Data Security and Backups

Monday 12 March 2012

Managing Ageing Data

I had this discussion with several of my clients stating they have old data of hundreds of GB’s on their servers and they hardly require them once or twice a year or even not at all. Some of them state they have written DVD/CD’s of that data as backup, but that data still exists on Servers which they cannot delete as DVD/CD's are prone to failure. Those data is occupying a whole bunch of space on their servers which they can utilize in storing their current data. Don’t get me wrong those data are critically important data but storing everything on a single server doesn’t make sense. Adding more hard disk to the servers is definitely one of the options available, but I would rather implement a different system
Find out age of your data. There can be
a)      Young data
b)      Old data

Young data is the one which is highly valued and may be required to access almost everyday or fortnight.

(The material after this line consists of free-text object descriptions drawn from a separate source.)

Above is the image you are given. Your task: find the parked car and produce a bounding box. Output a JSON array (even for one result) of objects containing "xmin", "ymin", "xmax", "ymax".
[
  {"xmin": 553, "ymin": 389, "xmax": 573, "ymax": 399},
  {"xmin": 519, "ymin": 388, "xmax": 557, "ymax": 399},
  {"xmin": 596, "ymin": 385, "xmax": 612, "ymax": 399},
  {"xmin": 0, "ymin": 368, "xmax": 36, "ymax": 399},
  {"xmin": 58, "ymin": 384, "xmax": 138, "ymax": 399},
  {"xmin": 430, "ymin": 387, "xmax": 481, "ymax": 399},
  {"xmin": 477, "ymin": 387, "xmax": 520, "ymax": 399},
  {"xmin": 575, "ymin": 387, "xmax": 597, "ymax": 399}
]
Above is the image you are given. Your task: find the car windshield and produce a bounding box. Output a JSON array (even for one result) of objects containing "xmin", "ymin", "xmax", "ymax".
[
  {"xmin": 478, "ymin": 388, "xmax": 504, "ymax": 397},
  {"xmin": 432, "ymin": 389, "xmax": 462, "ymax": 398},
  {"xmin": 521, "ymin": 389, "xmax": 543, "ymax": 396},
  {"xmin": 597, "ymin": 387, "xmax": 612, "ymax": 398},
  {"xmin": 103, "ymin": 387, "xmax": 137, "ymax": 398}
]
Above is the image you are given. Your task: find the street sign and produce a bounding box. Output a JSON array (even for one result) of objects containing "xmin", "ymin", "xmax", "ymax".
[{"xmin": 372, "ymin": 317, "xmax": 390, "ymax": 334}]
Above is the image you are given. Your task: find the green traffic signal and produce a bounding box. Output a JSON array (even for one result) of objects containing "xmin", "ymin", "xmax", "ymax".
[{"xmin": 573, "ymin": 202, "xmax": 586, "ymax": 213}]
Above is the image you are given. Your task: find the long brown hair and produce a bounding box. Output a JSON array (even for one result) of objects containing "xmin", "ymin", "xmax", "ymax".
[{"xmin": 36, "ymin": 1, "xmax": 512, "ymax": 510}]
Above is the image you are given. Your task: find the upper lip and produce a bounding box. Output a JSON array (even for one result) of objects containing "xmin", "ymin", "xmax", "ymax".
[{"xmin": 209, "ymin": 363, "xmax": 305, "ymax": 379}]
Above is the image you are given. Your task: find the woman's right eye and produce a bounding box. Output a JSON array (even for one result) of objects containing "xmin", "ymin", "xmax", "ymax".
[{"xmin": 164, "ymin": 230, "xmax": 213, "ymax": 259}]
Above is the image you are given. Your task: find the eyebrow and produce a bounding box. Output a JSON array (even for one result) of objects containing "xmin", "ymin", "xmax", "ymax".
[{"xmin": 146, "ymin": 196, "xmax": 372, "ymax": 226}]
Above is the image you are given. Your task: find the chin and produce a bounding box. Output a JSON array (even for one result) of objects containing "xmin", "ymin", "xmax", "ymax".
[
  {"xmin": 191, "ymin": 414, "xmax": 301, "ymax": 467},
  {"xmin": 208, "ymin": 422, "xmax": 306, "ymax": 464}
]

Old data is the one which is critical but may not be required in daily functioning i.e. data that is year or 2 years or more older.

For e.g. Accounting data which is current and previous year can fall in category of Young data.
Data which is older than 2years can be considered as Old data.
We are supposed to maintain those data for taxation and government rules. Next step is how to get a system which takes care of both Young and Old data.

The Solution

As we saw there are multiple tiers of data.
Young Data can be stored on higher performance servers or devices.
Old Data can be moved to less expensive or slow performing servers / devices.

The following shall be benefits of this solution



ü  Save Costs
ü  Gives faster access to young data
ü  Better security both for young and old data rather than relying on
    DVD/CD’s or any other failure prone devices.
ü  Access to both of your data anytime you require.
ü  Reduce backup time as Old data does not change frequently so you
    can take backup of the same once a month or once every quarter.

Maybe currently you are treating all data equally and storing them all on one data. Imagine, if a disaster occurs on your server, you might loose everything. Again, we increase overload on the server by storing everything on that same machine.
We have to learn to implement a system which shall differentiate between ageing of data.